Егорыч утром узнал. Сразу решился. Пострадает, но спасет. Хоть голова в огне и тело ломит, будто по нему гремит телега — видно сыпняк не миновал — ну, всё равно. На это хватить сил. Восемь лет об этом думал. Мимо домика прошел. Уссу. И задрожал. С арапами! Да, жарко будет. За такое дело берется слабый человек. Уж руку опустил. Поколебался. Но земля раскрылась. Увидал глубоко — в буте — Андрюшка, беленький ягненок, убиенный отрок лежит и руку отцовскую приподымает.
— Рази!
Да, он пойдет! Подымет камень, красный, халчакский, может тот, что обвалился на лен волос. Повергнет. Стащит с неба.
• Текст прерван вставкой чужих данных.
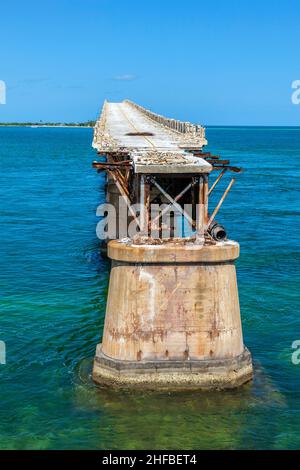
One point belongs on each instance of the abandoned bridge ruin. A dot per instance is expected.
(172, 317)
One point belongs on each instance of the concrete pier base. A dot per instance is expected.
(173, 319)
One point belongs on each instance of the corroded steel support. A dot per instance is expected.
(172, 317)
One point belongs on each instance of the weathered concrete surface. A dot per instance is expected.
(173, 317)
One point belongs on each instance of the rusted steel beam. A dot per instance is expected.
(145, 205)
(127, 163)
(220, 202)
(235, 169)
(172, 201)
(125, 196)
(218, 162)
(217, 180)
(176, 199)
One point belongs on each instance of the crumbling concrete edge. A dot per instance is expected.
(173, 375)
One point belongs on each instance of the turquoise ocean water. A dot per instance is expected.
(53, 286)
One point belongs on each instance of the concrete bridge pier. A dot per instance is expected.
(172, 319)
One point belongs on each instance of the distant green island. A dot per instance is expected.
(50, 124)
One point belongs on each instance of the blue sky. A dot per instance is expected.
(214, 62)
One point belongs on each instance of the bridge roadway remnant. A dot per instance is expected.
(172, 316)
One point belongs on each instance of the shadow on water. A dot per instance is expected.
(183, 420)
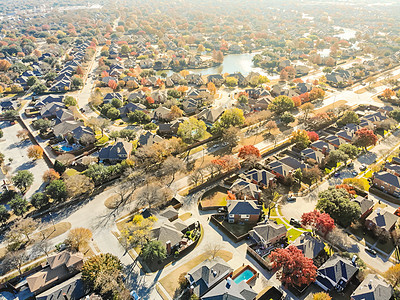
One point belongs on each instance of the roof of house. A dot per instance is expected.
(373, 288)
(169, 212)
(119, 150)
(243, 207)
(167, 232)
(310, 246)
(335, 140)
(312, 154)
(269, 230)
(57, 268)
(260, 176)
(382, 218)
(207, 274)
(149, 138)
(365, 203)
(333, 270)
(245, 187)
(388, 178)
(211, 114)
(230, 290)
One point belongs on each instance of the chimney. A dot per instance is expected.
(168, 246)
(324, 150)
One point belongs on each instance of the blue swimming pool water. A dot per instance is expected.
(246, 275)
(66, 148)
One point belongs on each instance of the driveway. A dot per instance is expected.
(14, 149)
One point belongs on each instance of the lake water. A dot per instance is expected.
(232, 63)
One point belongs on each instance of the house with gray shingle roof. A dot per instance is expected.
(268, 233)
(335, 273)
(117, 152)
(207, 275)
(247, 211)
(373, 288)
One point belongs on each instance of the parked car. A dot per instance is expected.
(370, 250)
(291, 199)
(295, 222)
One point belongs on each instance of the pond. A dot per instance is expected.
(232, 63)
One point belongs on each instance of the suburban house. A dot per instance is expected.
(117, 152)
(335, 140)
(381, 218)
(387, 182)
(392, 168)
(310, 246)
(247, 211)
(311, 154)
(57, 269)
(373, 287)
(268, 233)
(149, 138)
(207, 275)
(335, 273)
(210, 115)
(366, 206)
(229, 289)
(76, 129)
(322, 146)
(243, 188)
(261, 177)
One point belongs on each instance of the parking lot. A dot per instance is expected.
(16, 158)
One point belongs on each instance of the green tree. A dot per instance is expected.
(39, 200)
(39, 88)
(23, 180)
(113, 113)
(337, 203)
(154, 251)
(32, 80)
(336, 156)
(281, 104)
(70, 101)
(138, 116)
(287, 118)
(116, 103)
(57, 190)
(4, 214)
(191, 130)
(349, 117)
(128, 134)
(19, 205)
(351, 150)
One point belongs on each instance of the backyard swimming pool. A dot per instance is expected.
(245, 275)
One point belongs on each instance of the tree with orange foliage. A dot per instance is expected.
(211, 88)
(35, 152)
(79, 71)
(50, 175)
(249, 150)
(182, 89)
(296, 101)
(112, 84)
(388, 93)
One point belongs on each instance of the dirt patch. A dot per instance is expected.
(330, 106)
(53, 231)
(185, 216)
(112, 201)
(170, 282)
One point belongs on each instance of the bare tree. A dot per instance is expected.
(14, 260)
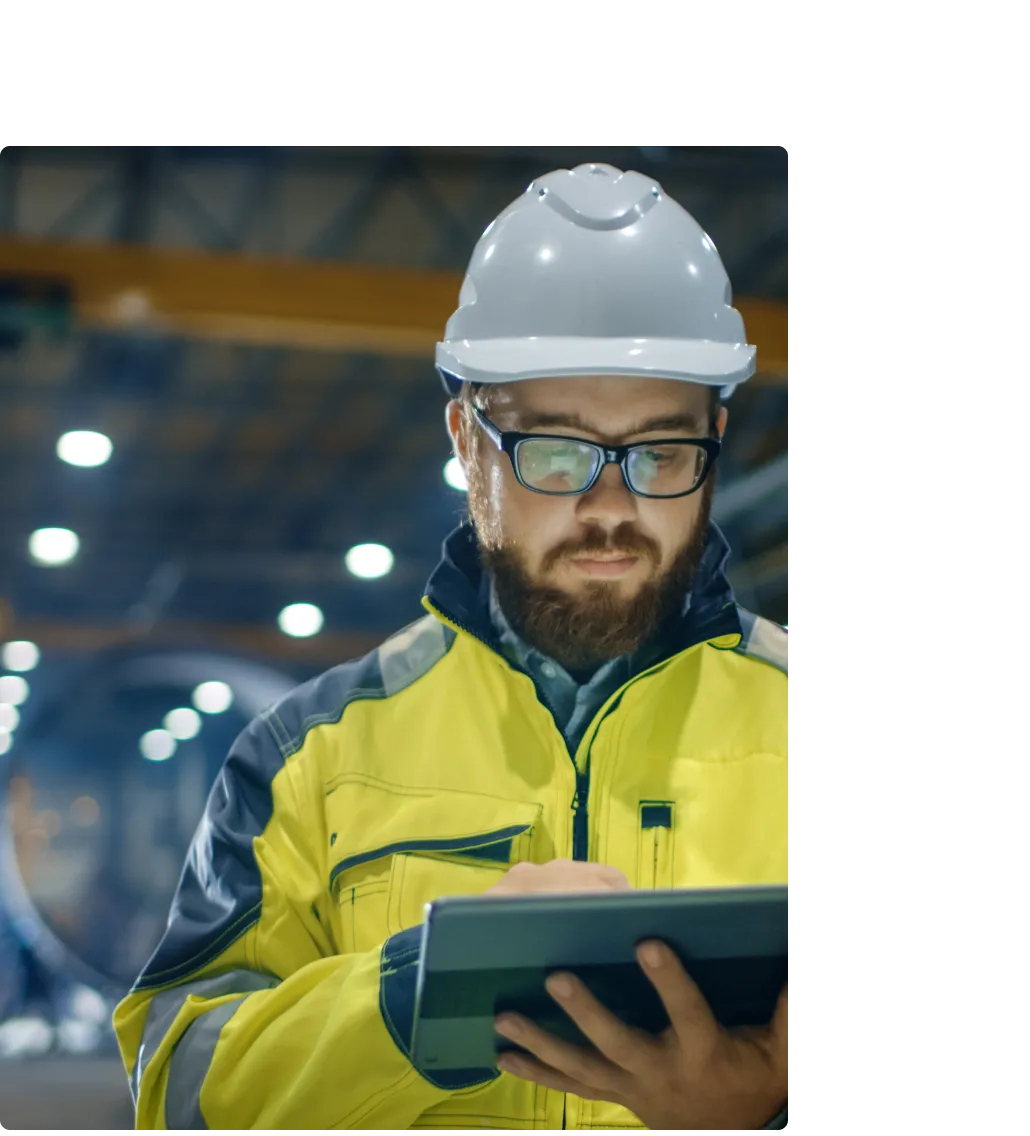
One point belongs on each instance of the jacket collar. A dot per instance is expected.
(459, 591)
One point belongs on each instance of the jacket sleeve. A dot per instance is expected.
(245, 1018)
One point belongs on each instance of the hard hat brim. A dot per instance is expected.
(511, 360)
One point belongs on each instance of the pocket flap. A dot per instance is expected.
(370, 820)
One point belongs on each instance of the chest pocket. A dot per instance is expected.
(394, 849)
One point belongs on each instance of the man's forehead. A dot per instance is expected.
(605, 394)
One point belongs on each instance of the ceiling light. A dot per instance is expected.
(183, 724)
(157, 745)
(84, 448)
(368, 561)
(21, 654)
(301, 620)
(52, 545)
(212, 698)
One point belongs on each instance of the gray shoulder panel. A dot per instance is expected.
(412, 652)
(219, 893)
(764, 640)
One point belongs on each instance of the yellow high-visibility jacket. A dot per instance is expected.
(282, 993)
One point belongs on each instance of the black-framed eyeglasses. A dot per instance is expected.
(566, 466)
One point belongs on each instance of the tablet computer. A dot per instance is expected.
(485, 954)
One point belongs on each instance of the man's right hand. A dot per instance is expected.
(561, 876)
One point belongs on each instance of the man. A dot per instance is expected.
(584, 707)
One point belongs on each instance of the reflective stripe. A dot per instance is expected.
(189, 1066)
(765, 641)
(197, 1045)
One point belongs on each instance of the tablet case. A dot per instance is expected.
(483, 955)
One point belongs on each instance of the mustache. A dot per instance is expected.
(625, 541)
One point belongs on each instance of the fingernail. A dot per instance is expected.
(652, 955)
(560, 986)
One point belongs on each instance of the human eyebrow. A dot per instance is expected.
(676, 423)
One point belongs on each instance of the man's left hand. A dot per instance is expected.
(694, 1075)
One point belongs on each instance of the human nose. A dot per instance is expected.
(608, 503)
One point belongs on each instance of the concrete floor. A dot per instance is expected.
(53, 1096)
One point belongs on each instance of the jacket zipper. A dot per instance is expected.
(580, 829)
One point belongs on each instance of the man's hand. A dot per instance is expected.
(695, 1075)
(562, 876)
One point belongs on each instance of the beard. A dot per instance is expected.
(584, 629)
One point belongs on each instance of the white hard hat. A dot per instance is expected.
(595, 272)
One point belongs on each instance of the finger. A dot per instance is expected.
(574, 1061)
(624, 1046)
(529, 1069)
(689, 1013)
(781, 1026)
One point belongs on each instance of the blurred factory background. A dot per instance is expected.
(224, 468)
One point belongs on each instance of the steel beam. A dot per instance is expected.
(393, 311)
(327, 648)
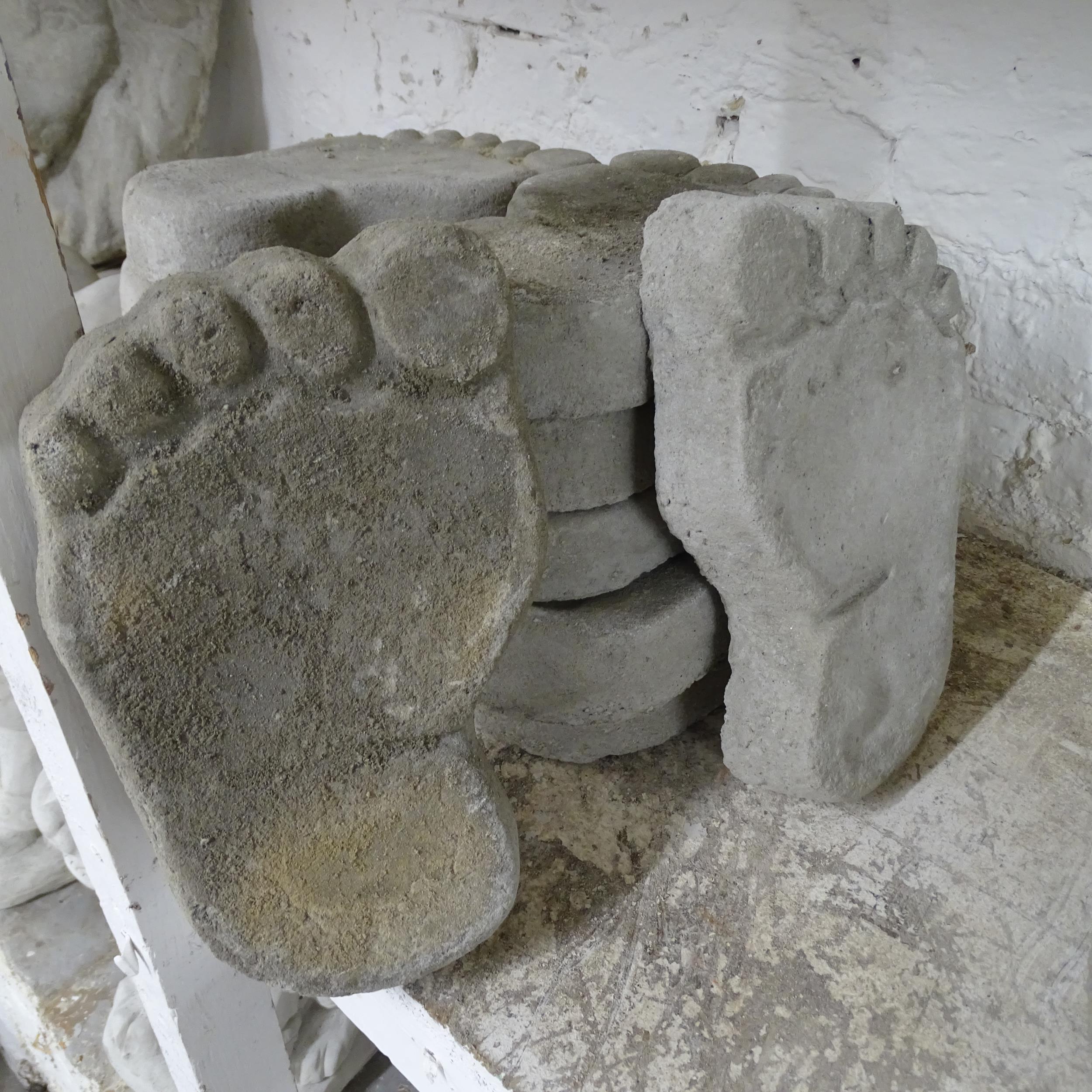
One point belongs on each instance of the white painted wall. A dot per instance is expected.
(975, 115)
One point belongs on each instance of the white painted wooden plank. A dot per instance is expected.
(423, 1049)
(218, 1030)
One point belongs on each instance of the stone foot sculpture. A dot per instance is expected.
(287, 516)
(317, 196)
(809, 394)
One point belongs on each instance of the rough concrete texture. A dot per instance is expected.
(570, 245)
(588, 462)
(274, 573)
(809, 429)
(777, 86)
(615, 657)
(602, 549)
(107, 89)
(316, 197)
(680, 930)
(602, 739)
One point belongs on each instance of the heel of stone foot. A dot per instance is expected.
(425, 848)
(437, 298)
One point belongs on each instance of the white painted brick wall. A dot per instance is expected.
(975, 115)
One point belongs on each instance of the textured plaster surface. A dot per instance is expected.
(678, 931)
(57, 982)
(975, 117)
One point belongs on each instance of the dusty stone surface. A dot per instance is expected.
(809, 423)
(588, 462)
(316, 197)
(676, 929)
(614, 657)
(591, 742)
(273, 573)
(570, 245)
(602, 549)
(107, 89)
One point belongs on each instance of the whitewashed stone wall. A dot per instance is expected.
(975, 115)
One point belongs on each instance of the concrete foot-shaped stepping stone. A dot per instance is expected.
(287, 515)
(600, 551)
(588, 743)
(615, 657)
(809, 423)
(199, 214)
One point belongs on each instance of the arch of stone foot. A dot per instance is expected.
(279, 586)
(809, 422)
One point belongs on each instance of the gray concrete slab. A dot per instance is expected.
(676, 930)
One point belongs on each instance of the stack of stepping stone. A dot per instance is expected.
(626, 645)
(291, 510)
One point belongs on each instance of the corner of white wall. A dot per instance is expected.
(973, 117)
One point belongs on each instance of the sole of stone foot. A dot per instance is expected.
(615, 657)
(199, 214)
(603, 739)
(809, 421)
(287, 516)
(603, 549)
(588, 462)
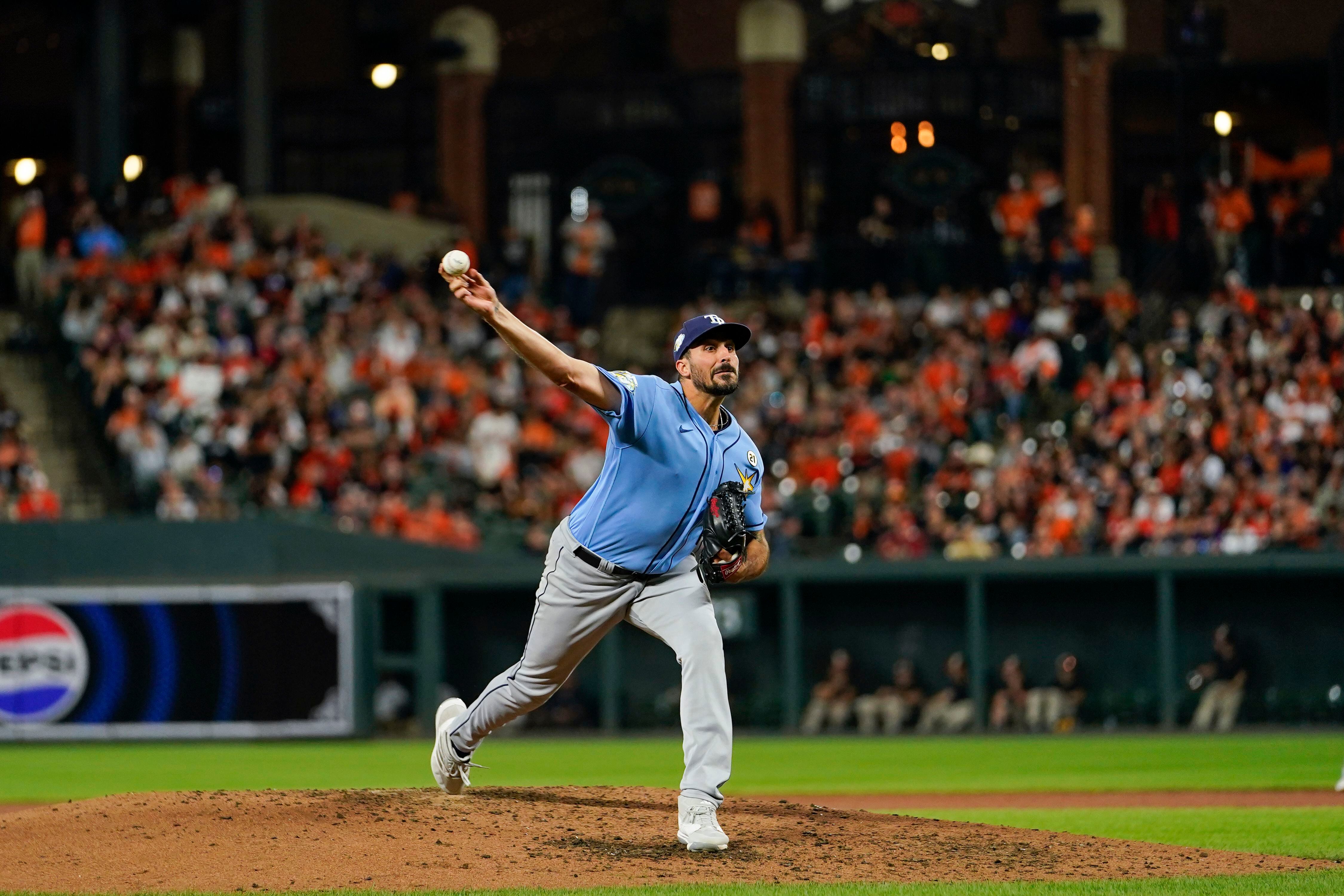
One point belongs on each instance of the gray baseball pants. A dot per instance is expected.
(576, 606)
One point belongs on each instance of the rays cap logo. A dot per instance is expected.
(44, 664)
(702, 326)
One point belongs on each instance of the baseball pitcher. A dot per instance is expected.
(678, 507)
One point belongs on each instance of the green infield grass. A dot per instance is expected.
(762, 765)
(1308, 832)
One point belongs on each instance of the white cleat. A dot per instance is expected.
(698, 825)
(452, 771)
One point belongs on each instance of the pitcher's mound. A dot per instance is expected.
(537, 837)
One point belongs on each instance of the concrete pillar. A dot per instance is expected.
(256, 96)
(1088, 154)
(189, 73)
(460, 127)
(1087, 128)
(772, 45)
(109, 144)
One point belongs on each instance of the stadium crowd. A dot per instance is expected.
(25, 492)
(1050, 706)
(238, 371)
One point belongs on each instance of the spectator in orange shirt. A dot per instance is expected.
(37, 500)
(1232, 213)
(1015, 214)
(30, 241)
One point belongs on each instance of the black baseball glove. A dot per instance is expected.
(724, 528)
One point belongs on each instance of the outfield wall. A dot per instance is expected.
(428, 616)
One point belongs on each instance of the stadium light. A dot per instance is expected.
(383, 76)
(898, 138)
(25, 171)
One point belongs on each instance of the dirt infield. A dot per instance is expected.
(541, 837)
(1105, 800)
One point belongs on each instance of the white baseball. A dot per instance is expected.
(456, 263)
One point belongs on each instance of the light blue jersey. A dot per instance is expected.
(663, 461)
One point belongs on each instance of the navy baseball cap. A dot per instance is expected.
(702, 326)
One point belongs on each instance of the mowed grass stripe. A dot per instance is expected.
(762, 765)
(1307, 832)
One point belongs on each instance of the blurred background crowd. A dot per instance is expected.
(1027, 279)
(237, 370)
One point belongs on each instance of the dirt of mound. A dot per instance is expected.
(1054, 800)
(539, 837)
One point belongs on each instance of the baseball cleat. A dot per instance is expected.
(452, 771)
(698, 825)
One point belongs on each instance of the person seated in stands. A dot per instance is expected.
(832, 698)
(1055, 707)
(1224, 680)
(952, 710)
(1009, 708)
(892, 705)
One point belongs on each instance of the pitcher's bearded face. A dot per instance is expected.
(713, 367)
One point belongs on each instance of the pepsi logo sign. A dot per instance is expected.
(44, 663)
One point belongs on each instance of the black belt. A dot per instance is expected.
(611, 569)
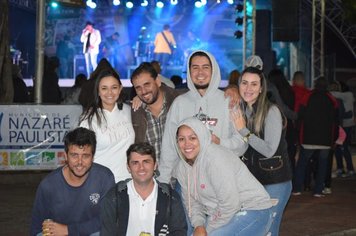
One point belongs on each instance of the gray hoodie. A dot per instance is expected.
(218, 185)
(212, 108)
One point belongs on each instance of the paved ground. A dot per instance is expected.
(334, 215)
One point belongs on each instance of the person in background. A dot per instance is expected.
(299, 89)
(157, 66)
(262, 126)
(278, 79)
(20, 88)
(234, 77)
(111, 49)
(72, 96)
(239, 206)
(91, 39)
(316, 135)
(51, 93)
(348, 124)
(110, 119)
(164, 44)
(143, 47)
(142, 205)
(70, 195)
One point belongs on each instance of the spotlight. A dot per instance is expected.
(198, 4)
(54, 4)
(144, 3)
(238, 34)
(239, 20)
(129, 4)
(239, 7)
(91, 4)
(116, 2)
(159, 4)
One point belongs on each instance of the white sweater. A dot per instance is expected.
(113, 137)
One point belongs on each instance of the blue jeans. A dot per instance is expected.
(280, 191)
(343, 150)
(304, 157)
(247, 223)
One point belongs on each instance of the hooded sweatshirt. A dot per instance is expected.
(218, 185)
(211, 108)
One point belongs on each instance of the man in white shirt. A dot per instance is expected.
(142, 205)
(91, 39)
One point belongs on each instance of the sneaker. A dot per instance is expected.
(348, 174)
(327, 191)
(338, 173)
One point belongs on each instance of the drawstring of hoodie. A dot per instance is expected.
(195, 190)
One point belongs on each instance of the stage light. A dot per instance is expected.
(54, 4)
(198, 4)
(159, 4)
(116, 2)
(91, 4)
(129, 4)
(144, 3)
(239, 20)
(238, 34)
(239, 7)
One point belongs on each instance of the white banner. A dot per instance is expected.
(31, 136)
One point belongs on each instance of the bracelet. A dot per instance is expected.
(247, 137)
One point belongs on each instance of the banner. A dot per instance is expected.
(31, 136)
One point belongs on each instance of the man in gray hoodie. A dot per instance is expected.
(207, 102)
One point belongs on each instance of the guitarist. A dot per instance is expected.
(164, 44)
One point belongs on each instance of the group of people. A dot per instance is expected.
(182, 162)
(164, 44)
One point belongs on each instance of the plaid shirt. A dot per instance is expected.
(155, 128)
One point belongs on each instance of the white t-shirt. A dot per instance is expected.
(142, 212)
(113, 138)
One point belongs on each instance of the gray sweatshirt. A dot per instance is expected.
(218, 185)
(212, 108)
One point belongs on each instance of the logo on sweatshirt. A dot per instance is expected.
(94, 198)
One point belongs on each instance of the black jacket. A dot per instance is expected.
(114, 212)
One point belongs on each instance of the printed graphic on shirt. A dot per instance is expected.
(208, 121)
(94, 198)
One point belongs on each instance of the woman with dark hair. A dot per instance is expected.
(262, 126)
(110, 119)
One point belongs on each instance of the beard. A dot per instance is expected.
(201, 86)
(153, 100)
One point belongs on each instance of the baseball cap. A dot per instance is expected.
(254, 61)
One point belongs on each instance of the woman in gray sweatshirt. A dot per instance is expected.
(220, 194)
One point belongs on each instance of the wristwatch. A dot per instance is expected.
(246, 137)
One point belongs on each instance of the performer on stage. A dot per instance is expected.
(143, 47)
(164, 44)
(111, 49)
(91, 40)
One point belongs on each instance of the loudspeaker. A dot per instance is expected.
(285, 20)
(263, 30)
(79, 65)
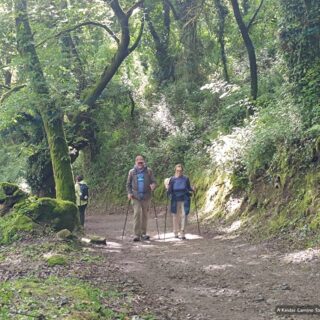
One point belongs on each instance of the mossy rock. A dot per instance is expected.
(65, 234)
(13, 225)
(57, 214)
(10, 194)
(56, 260)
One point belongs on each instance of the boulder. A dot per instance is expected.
(65, 234)
(10, 194)
(57, 214)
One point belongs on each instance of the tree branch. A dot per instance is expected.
(80, 25)
(173, 9)
(255, 15)
(135, 44)
(3, 86)
(11, 90)
(135, 6)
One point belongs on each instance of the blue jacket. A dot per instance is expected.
(175, 196)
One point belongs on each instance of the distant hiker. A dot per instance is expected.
(82, 197)
(140, 184)
(179, 190)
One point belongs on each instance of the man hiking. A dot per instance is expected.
(179, 190)
(82, 196)
(140, 184)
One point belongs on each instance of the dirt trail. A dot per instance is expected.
(217, 276)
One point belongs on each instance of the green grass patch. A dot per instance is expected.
(13, 226)
(57, 260)
(59, 298)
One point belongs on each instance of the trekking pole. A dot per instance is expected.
(165, 220)
(156, 217)
(195, 203)
(125, 221)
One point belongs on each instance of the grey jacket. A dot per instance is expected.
(132, 183)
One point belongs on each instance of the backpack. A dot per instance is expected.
(84, 192)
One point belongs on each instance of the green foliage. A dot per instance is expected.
(13, 226)
(276, 125)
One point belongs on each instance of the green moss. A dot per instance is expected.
(13, 225)
(10, 194)
(58, 214)
(60, 298)
(8, 188)
(57, 260)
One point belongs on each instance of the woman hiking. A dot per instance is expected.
(179, 190)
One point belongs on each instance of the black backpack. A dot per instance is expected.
(84, 192)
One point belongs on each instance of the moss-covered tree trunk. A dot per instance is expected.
(244, 30)
(51, 115)
(300, 42)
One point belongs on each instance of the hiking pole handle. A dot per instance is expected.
(195, 203)
(125, 221)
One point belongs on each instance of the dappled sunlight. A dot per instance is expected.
(169, 237)
(214, 267)
(226, 237)
(234, 227)
(216, 292)
(301, 256)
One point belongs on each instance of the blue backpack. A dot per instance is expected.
(84, 192)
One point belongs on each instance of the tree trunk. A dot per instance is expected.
(300, 42)
(250, 49)
(51, 116)
(222, 13)
(165, 70)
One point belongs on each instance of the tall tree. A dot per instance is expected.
(51, 115)
(300, 41)
(244, 30)
(161, 38)
(222, 11)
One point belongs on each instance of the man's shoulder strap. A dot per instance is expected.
(149, 171)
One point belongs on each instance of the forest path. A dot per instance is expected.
(217, 276)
Уссу взял сон. Егорыч караулил. В окошко — быстро скок. В тулупе — с кусачей шерстью, с колючей грязной бородой, красный, как киноварь халчакская — в жару. И камень. А Франц сидит и пишет. Маленький, в спортивной куртке, в обмотках — не человек — игрушка. Отчет в правление — предварительный осмотр закончен. Необходимо… Что — не дописал. Гляди на бороду — дремучий лес — запутаться легко, и непонятно — привыкший командовать сотней маклеров при скупке акций, рабочими, барышнями в «Инносанс», туземцами при охоте на носорога — в бороде заблудился, растерялся. Не зовет Уссу. Не пробует спросить — зачем? откуда? Чует — не вор за банкой консервов, не грабитель, даже не убийца — хуже — Халчак, тяжелый дух кровавой развороченной земли.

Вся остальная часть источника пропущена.